Along with local impacts, widespread disruption of the planet’s ecosystems will profoundly affect Cambridge. The costs of constructing an energy system that relies on renewable sources like the sun and wind and includes major energy conservation measures are small compared to the costs of dealing with the disruptions we will face if we fail to act.
Climate Protection Goals and CPAC
The scientific community advises that the world needs to achieve approximately 80 percent reductions in greenhouse gas emissions by 2050 to avoid the most dangerous disruptions to our climate, and the City Council, following the lead of the Commonwealth, has adopted this goal. Take a look at the Cambridge Climate Protection Plan for details.
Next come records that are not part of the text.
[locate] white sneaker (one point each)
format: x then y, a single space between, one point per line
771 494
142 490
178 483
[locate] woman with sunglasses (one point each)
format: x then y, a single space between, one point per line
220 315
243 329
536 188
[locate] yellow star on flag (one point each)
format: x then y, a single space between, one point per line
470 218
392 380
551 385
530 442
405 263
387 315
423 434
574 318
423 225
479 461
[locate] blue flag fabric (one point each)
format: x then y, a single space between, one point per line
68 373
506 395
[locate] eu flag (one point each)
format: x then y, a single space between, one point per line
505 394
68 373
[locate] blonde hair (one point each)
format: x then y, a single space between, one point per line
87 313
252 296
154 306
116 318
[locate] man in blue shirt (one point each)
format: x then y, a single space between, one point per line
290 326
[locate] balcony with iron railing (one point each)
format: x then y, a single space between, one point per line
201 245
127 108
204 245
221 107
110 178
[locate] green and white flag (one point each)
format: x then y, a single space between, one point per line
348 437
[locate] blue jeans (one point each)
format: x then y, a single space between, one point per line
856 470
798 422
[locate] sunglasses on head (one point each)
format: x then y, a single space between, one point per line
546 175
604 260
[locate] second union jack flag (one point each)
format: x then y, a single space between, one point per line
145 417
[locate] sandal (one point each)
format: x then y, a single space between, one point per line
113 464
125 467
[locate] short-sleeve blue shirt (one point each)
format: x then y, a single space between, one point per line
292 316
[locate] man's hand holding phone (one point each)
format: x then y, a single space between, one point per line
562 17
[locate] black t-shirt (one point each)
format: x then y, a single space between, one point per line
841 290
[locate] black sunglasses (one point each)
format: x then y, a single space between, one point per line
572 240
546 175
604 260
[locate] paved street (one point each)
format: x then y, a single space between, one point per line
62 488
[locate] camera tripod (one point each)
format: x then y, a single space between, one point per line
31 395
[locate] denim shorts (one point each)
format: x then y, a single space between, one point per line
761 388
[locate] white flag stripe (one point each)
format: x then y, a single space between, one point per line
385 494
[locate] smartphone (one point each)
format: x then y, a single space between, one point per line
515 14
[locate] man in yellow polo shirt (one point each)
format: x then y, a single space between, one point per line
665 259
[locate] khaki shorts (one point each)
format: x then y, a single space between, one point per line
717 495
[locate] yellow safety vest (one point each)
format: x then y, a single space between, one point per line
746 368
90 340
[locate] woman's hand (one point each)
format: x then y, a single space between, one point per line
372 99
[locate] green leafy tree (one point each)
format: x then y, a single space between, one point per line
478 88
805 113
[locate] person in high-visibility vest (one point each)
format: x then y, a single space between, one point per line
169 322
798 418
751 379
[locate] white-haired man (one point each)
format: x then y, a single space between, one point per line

The Climate Protection Action Committee - CPAC - has looked at what that goal would mean, that is, what Cambridge will need to do in order to reduce emissions by 80 percent. They envision that we will have harnessed the capabilities of residents, businesses, and institutions to transform Cambridge into a city that:
- Comprises energy efficient buildings
- Relies on walking, bicycling, and transit for mobility
- Runs on renewable and non-fossil fuel energy
- Eliminates the generation of waste by closing material loops
- Minimizes the urban heat island effect through increased vegetative cover and reduces heat-absorbing surfaces
- Anticipates and adapts to the impacts of climate change
- Is internationally recognized for climate change education
- Is a center of entrepreneurship for climate change solutions
City staff and CPAC are developing objectives and actions that focus on a near-term target year of 2020 and move the city toward these long-tem goals. The 2020 target year is consistent with the Commonwealth’s near-term goal and is not so far off as to be made obsolete by technological and social changes. As circumstances develop, the goals and actions will evolve as well.
Many of the most immediate actions to mitigate climate change have other important benefits: less air pollution, lower energy costs, and a more verdant and healthier community.
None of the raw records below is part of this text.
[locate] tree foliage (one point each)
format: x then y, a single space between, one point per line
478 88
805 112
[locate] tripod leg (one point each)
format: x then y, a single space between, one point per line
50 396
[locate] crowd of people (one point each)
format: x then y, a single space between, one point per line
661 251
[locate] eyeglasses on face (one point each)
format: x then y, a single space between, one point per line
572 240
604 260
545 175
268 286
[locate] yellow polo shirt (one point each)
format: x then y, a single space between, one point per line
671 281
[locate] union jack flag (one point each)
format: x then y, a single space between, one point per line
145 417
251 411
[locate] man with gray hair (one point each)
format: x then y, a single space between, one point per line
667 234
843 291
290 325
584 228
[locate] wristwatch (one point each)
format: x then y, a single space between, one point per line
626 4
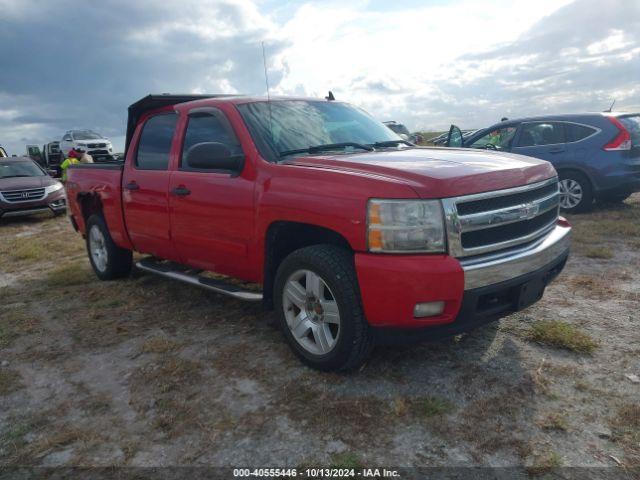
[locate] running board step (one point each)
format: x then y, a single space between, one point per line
176 272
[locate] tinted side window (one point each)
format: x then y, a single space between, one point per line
155 142
543 133
574 132
210 126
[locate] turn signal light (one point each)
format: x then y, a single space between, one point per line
428 309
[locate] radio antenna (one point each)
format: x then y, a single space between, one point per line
612 104
266 81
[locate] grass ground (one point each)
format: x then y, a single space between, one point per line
148 372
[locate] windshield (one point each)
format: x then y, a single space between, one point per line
284 126
498 139
19 169
398 128
86 135
632 124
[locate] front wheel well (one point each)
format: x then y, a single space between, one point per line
284 238
564 171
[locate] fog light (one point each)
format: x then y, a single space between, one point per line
428 309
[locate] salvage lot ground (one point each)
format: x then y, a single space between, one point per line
149 372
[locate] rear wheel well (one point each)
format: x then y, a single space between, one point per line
284 238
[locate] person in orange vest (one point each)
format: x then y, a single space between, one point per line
72 159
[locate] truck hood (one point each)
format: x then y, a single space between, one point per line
439 172
23 183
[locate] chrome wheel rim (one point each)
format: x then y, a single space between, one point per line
311 312
570 193
98 248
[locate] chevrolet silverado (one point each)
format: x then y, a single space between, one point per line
354 235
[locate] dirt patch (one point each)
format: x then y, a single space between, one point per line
147 372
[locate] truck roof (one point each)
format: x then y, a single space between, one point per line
153 101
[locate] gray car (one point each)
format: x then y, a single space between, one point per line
597 155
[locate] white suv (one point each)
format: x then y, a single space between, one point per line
99 147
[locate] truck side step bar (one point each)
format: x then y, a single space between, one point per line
181 273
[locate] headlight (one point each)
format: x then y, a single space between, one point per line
52 188
405 226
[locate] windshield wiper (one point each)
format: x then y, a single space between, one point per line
327 146
392 143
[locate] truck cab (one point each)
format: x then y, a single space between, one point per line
353 235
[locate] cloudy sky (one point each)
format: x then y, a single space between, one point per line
69 63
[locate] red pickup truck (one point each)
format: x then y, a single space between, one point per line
355 235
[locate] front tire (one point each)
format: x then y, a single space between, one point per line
317 299
107 259
576 193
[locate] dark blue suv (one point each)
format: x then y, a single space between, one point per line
597 155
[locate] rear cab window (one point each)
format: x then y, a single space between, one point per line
155 141
575 132
208 125
632 124
536 134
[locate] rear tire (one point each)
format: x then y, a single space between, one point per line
317 299
107 259
576 193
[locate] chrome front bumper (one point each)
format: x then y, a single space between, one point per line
498 267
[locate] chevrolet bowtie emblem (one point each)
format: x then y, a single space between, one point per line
531 210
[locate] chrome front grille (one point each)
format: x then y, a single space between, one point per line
18 196
493 221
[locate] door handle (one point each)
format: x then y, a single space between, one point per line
181 191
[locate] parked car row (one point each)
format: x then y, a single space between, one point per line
27 189
597 156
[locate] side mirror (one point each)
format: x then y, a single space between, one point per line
454 139
213 156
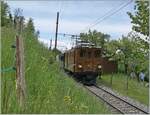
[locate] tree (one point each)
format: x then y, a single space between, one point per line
141 18
95 37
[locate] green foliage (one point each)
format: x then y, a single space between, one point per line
141 18
4 13
97 38
47 85
30 27
136 90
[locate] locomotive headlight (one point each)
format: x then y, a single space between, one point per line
99 66
79 66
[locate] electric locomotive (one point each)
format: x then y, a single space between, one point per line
86 63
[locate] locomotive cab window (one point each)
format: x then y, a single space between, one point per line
82 53
97 53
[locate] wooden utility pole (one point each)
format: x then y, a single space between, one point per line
50 47
56 30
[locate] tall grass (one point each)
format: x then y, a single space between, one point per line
135 90
48 89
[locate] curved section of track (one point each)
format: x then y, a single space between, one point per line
116 102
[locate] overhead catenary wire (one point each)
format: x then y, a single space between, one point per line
109 14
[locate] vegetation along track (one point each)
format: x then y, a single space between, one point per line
116 102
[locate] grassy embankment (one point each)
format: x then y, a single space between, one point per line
135 90
48 89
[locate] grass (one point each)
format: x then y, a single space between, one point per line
48 89
135 90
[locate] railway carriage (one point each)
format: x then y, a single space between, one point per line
85 62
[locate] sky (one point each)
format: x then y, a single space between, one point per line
76 16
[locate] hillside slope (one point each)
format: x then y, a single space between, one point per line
48 89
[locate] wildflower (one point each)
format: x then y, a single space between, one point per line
67 98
Climate Resilient Community
Climate change is happening faster than many climate scientists envisioned even a few years ago, adding to the urgency for taking action to adapt to its impacts. In the United States, much of the planning for adaptation is happening on the local level.
While planning for adaptation, it is important to continue to focus on mitigating climate change; there is much that can and should be done to reduce the impacts by dramatically reducing emissions. For many local efforts, actions to reduce emissions are also actions to adapt. For example, better-insulated homes can reduce energy use and help people be more comfortable in both hot and cold weather. Greater reliance on using travel modes other than driving alone may be especially important during major storms. White roofs reduce the need for building air conditioning and keep the city cooler.
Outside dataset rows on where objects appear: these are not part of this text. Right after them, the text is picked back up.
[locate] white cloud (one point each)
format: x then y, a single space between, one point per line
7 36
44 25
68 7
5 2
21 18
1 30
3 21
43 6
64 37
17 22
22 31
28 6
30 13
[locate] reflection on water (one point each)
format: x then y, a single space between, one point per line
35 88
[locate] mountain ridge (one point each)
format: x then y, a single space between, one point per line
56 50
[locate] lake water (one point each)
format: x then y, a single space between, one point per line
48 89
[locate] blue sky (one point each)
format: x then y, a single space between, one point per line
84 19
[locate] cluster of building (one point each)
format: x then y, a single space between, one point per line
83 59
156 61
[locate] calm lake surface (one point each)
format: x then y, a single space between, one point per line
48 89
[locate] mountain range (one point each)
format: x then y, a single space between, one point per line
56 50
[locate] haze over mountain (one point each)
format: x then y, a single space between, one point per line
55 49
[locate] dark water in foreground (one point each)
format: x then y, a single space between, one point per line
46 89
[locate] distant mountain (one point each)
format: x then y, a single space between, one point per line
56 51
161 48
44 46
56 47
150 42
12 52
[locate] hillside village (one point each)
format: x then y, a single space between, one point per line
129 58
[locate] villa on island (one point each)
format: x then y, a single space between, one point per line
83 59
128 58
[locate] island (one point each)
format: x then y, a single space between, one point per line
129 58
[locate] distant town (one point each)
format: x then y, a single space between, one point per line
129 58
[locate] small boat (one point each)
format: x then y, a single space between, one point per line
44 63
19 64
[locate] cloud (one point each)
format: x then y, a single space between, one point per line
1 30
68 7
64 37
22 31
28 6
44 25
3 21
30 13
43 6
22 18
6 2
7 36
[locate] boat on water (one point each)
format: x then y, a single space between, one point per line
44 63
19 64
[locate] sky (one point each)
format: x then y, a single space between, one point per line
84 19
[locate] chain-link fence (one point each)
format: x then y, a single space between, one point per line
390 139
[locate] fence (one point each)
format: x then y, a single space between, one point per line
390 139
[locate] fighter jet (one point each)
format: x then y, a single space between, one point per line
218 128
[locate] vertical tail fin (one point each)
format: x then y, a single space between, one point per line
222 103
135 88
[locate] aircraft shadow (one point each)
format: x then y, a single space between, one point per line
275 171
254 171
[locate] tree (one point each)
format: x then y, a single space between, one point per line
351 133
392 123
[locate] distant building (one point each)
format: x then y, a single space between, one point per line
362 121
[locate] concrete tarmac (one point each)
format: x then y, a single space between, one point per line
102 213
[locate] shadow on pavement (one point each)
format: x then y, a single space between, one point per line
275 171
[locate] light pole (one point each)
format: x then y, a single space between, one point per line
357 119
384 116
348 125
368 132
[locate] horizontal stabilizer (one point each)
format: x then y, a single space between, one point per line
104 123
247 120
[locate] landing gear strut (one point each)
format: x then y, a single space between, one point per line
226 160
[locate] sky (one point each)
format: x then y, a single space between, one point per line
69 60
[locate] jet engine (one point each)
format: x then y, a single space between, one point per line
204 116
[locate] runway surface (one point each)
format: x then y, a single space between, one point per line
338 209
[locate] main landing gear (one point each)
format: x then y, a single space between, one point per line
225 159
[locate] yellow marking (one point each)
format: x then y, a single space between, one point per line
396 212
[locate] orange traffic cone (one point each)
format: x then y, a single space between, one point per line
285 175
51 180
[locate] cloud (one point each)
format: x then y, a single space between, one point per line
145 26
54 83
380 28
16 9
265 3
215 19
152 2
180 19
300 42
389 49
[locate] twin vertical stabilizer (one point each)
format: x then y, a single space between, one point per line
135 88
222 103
Adaptation will mean reconfiguring infrastructure so that it can cope with more severe storms. Other efforts may range from planting more trees to absorb rainfall and cool the city, to providing heat shelters, to creating a community buddy system that encourages residents to develop networks of concern through which neighbors check up on each others’ well-being.
The City is conducting a vulnerability assessment to help guide adaptation planning. The assessment is expected to be completed by the end of 2013.